In termini politici, e non programmati, la visita potrebbe trasformarsi nel primo viaggio di "riparazione" post WikiLeaks. L'arrivo di Obama infatti coincide con la rivelazione di posizioni poco lusinghiere nei confronti del governo afghano e dello stesso Hamid Karzai, accusati di corruzione, indecisione e inettitudine dai cablogrammi del dipartimento di Stato.
Il presidente tuttavia, ieri ha preso chiaramente le distanze dall'atteggiamento severo che lui stesso aveva avuto negli ultimi tempi nei confronti della leadership afghana e in particolare durante l'ultimo viaggio a Kabul il marzo scorso. Le avvisaglie più chiare di una svolta americana verso l'ammorbidimento dei toni sono state al vertice Nato di Lisbona, dove Karzai aveva espresso disappunto per operazioni militari americane che colpivano i civili. In un incontro a due Obama aveva cercato di portare serenità nei rapporti, il vertice aveva confermato la data di partenza per il 2014 ad esempio.
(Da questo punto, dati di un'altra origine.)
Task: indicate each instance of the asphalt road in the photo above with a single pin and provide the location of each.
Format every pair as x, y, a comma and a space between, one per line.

Un'altra gaffe fu quella dell'impostore che si presentò come uno dei più alti rappresentanti talebani per dialogare di pace con gli alleati e con Karzai. Uno scivolone, non solo perché il talebano incontrò persino il presidente afghano, ma perché la rivelazione ha deragliato la politica dei due binari, quella cioè che si proponeva di attaccare le roccaforti degli estremisti, ma di avviare allo stesso tempo un dialogo per il post conflitto.